Adobe、複数製品のアップデートを公開
Adobeは1月12日、同社の複数製品に対して脆弱性を解消するアップデートを公開した。対象の製品、バージョン、プラットホームは以下の通り。
- Adobe Campaign Classic Windows、Linux
- ゴールドスタンダード10 以前
- 20.3.1以前
- 20.2.3以前
- 20.1.3以前
- 19.2.3以前
- 19.1.7以前
- Photoshop 2021 22.1以前 Windows、macOS
- イラストレーター2020 25.0以前 Windows
- Adobe Bridge 11.0以前 Windows
- Adobe Animate 21.0以前 Windows
- Adobe InCopy 15.1.3以前 Windows
- Adobe Captivate 2019 11.5.1.499以前 Windows
脆弱性の重要度は、Adobe Captivate 2019が「重要」で、それ以外は「クリティカル」と全体的に高い。対象製品を使用している場合は速やかにアップデートすること。
総務省を騙った特別定額給付金に関するフィッシングメールに注意
日本サイバー犯罪対策センターによると、総務省を騙るフィッシングメールが1月7日から拡散している。
今回のフィッシングメールは、2020年10月15日に確認済みの「特別定額給付金」のオンライン申請を促すものと類似した内容。1月14日時点では、2回目の特別定額給付金は発表されていないので、情報を窃取することが目的と思われる。

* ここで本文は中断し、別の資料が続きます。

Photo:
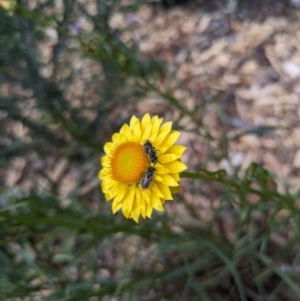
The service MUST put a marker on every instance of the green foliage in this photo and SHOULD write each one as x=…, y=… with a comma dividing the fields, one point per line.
x=60, y=248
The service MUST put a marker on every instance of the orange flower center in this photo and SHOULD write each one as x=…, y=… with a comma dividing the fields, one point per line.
x=129, y=163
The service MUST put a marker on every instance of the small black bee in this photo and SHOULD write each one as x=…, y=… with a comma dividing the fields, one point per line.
x=150, y=151
x=148, y=177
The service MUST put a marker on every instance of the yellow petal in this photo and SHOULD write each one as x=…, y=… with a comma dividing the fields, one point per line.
x=149, y=210
x=160, y=169
x=165, y=190
x=169, y=141
x=175, y=166
x=177, y=150
x=168, y=158
x=115, y=137
x=126, y=132
x=108, y=147
x=127, y=203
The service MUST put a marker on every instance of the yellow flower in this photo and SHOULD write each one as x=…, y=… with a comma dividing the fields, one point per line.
x=135, y=176
x=8, y=4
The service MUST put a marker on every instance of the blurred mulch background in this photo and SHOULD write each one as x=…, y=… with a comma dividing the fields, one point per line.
x=244, y=54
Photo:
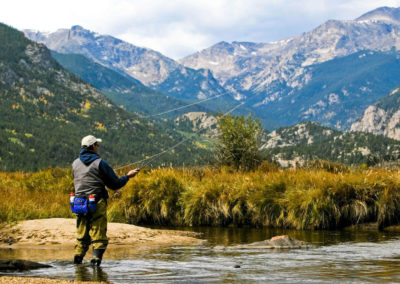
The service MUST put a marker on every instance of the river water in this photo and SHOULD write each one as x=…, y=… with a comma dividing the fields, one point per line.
x=336, y=257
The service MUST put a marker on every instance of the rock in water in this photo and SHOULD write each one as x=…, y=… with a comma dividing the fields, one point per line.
x=277, y=242
x=20, y=264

トレンドマイクロ、InterScan Web Securityに脆弱性
トレンドマイクロは、「ウイルスバスタービジネスセキュリティ」シリーズの脆弱性情報を公開した。対象のバージョンは以下の通り。
- ウイルスバスタービジネスセキュリティ 9.5 および 10.0 SP1
- ウイルスバスタービジネスセキュリティサービス 6.7
脆弱性は、認証バイパス、境界外読み取り、パストラバーサル。放置すると、エージェントのアンロードオプションのプロセス操作によって権限昇格の可能性がある。エージェントがインストール済みの環境で管理者権限を持たない第三者による機微な情報窃取、認証を回避して管理サーバー上のファイル変更・削除などが行われる可能性があるとしている。
ウイルスバスタービジネスセキュリティ 10.0 SP1についてはパッチ「Patch 2260」以降の適用で対応可能。ウイルスバスタービジネスセキュリティ 9.5では、ウイルスバスタービジネスセキュリティ 10.0 SP1 Patch 2260以降へのアップグレードが必要となる。ウイルスバスタービジネスセキュリティサービスは、2020年8月15日のメンテナンスで修正済み。
オリックス生命保険、不採用通知を1万人以上に誤送信
オリックス生命保険は1月11日、1万人以上のメールアドレスに対して、不採用通知のメールを誤送信したことを明らかにした。
中途採用選考にあたり約10人に不採用メールを送ろうとしたところ、誤って1万人以上に送信してしまったもの。原因は、送信先の設定を間違えたとのことだ。メールが送られた人は、過去5年間に採用試験に応募した人のものだという。翌日に問い合わせが相次いだことから事件が発覚し、同社は該当する全員にメールで謝罪した。